Une enfilade de salles donc dans ce bâtiment spécialisé (qu’on loue même si le défunt est décédé chez lui) ; au bout, la salle où une photo du défunt est posée sur un autel. En fonction de la religion (ici, catholique), un groupe de personnes de l’entourage (ici de la paroisse) chantent ou psalmodient pendant que la famille proche attend l’hommage des visiteurs. Les visiteurs, se prosternent complètement (front au sol) plusieurs fois devant la photo du défunt, après avoir posé une fleur blanche sur l’autel, puis encore une fois devant l’aîné de la famille. J’échappe aux prosternations en tant qu’étranger, mais je me recueille et je présente mes condoléances, bien sûr, au fils aîné aux yeux rougis. J’apprendrai plus tard que ces visites durent deux ou trois jours ! Si la famille proche est nombreuse, ils se relaient pour accueillir les éventuels visiteurs, mais dans son cas, sa mère est déjà morte, sa sœur vit à l’étranger, il est seul et doit rester dans cette salle, paraît-il sans relâche. Un oncle et un cousin l’épaulent.

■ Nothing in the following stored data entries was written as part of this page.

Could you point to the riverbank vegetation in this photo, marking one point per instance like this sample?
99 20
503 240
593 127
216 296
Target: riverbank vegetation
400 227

Comme en France où tout finit par des chansons, en Corée tout finit par de la nourriture et de l’alcool, à toute heure du jour ou de la nuit. Donc, dans cette enfilade de salles de l’hôpital, s’intercalent les salles funéraires et les mini cafétérias, où se retrouvent les visiteurs après l’hommage au défunt et à sa famille. C’est évidemment ici que le social et le familial, le privé et le professionnel, le sincère et l’intéressé, s’entremêlent et se superposent. Point trop d’alcool tout de même, comparé à d’autres soirées entre collègues ou avec des clients. J’ai entendu dire que la joliesse de l’atmosphère de la cafétéria est en rapport avec la manière dont le défunt est parti : détendue s’il est mort dans son lit, plus sombre si sa mort était brutale.

Je partage cette dernière réflexion avec mes collègues, en leur expliquant qu’en trente-neuf ans je n’ai assisté qu’une fois à des funérailles en France : cette approche de la mort, plus fréquente, plus sociale, plus détachée (puisqu’on visite des défunts avec qui on a moins d’attaches qu’en Europe) doit certainement aider à apprivoiser sa propre mort, à réfléchir plus souvent à son propre destin. Que philosopher, c’est apprendre à mourir. Voilà une citation qui ferait plaisir à M. Pinon, mon prof de français de première.